J’avais à redire sur le fond même de ses premiers romans, surtout L’Homme tombé sur lequel Henri d’Arles allait proprement tomber, dans L’Action française de mars 1925, sous ce titre qui était déjà un trait cruel : « La mégère inapprivoisée ». Je reprochais à Harry Bernard le choix même de ses sujets, de ses personnages, de leur histoire, de leur affabulation : personnages médiocres, aux réflexes médiocres, se mouvant en des aventures médiocres, grisaille que le style du romancier, quoique amélioré, ne parvenait pas à relever, à éclairer. Il défendait sa théorie :

J’admets que nombre de mes personnages sont peut-être d’un monde médiocre, mais j’ai essayé de faire près de nature, et vous savez si les médiocres, dans le monde, l’emportent en nombre sur les autres ! Les médiocrités doivent être nombreuses dans un ouvrage qui essaye de rendre la vie telle qu’elle est, comme j’aurais voulu faire, non d’idéaliser celle-ci. Mais je ne veux pas critiquer moi-même mon œuvre ni vous ennuyer avec des subtilités d’auteur qui excuse ses enfants. Je vous remercie encore une fois et vous dis franchement que vos remarques m’ont rendu un bon service.
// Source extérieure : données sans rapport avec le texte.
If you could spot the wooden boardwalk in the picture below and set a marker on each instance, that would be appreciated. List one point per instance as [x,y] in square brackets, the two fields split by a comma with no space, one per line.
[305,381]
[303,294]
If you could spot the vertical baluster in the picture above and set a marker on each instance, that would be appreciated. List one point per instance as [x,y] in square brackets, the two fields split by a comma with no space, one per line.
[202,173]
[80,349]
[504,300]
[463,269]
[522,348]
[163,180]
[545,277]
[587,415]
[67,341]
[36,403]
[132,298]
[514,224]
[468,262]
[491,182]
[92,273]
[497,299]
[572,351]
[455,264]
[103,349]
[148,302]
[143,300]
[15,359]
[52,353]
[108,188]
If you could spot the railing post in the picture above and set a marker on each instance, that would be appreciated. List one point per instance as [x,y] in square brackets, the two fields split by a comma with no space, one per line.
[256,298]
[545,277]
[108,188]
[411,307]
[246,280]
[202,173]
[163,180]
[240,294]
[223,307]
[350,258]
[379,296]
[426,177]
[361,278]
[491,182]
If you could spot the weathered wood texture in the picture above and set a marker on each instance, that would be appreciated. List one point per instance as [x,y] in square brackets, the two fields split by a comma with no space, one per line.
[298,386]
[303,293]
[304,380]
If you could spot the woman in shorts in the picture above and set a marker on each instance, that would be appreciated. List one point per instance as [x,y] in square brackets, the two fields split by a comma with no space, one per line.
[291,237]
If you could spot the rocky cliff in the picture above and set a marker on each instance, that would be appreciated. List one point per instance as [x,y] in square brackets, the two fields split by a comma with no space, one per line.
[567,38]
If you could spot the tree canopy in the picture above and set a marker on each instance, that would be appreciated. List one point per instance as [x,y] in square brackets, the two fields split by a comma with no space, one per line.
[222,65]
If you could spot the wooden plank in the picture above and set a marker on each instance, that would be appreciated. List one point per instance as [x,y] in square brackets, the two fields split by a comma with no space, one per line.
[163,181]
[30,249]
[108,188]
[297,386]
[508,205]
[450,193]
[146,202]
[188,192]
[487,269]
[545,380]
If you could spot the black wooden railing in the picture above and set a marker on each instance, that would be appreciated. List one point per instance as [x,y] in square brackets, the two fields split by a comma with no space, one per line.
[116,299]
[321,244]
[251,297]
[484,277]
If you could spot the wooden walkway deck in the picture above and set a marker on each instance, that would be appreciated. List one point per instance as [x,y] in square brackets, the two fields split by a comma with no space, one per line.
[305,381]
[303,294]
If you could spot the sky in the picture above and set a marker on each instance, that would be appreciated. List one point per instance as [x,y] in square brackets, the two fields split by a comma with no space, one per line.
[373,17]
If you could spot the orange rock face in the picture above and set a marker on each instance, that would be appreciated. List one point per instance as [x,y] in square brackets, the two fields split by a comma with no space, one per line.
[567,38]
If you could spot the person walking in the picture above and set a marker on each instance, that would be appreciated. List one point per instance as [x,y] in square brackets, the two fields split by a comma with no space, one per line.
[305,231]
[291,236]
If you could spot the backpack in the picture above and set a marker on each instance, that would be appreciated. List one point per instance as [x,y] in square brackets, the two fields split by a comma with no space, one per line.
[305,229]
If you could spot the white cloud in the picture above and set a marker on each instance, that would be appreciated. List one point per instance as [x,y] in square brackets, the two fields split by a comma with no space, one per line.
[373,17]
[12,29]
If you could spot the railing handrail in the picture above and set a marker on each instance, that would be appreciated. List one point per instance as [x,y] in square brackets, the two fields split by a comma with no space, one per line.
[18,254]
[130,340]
Fort bien, lui ai-je sans doute répondu. Encore faut-il se demander si le romancier, qui n’est pas un historien peignant une société quelle qu’elle soit, peut bien intéresser le public avec des personnages insignifiants se livrant à des existences insignifiantes. Y a-t-il du roman où les êtres, faute de ressorts ou de tempérament, sont incapables d’un minimum de drame ? Jusqu’en 1930, Harry Bernard me soumettra ses manuscrits. Dans l’intervalle il est devenu collaborateur assez assidu de L’Action française. Il y écrit des articles de critique littéraire, par exemple sur Les Habits rouges de Robert de Roquebrune, sur Aimée Villard, fille de France, de Charles Silvestre ; il participe à deux de nos enquêtes : « L’ennemi dans la place ! » où il traite du théâtre et du cinéma, et « Vos doctrines ? », question adressée par la revue à la jeune génération. Je reverrai plus tard Harry Bernard à L’Action nationale, résurrection ou reprise de L’Action française, dont il deviendra un temps directeur. Pourtant je n’ai plus de lettre de lui après 1930. Aventure de la vie qui veut que tant de compagnons de route et tant d’amis vous soient enlevés, les uns par la mort, les autres par l’oubli pire que la mort.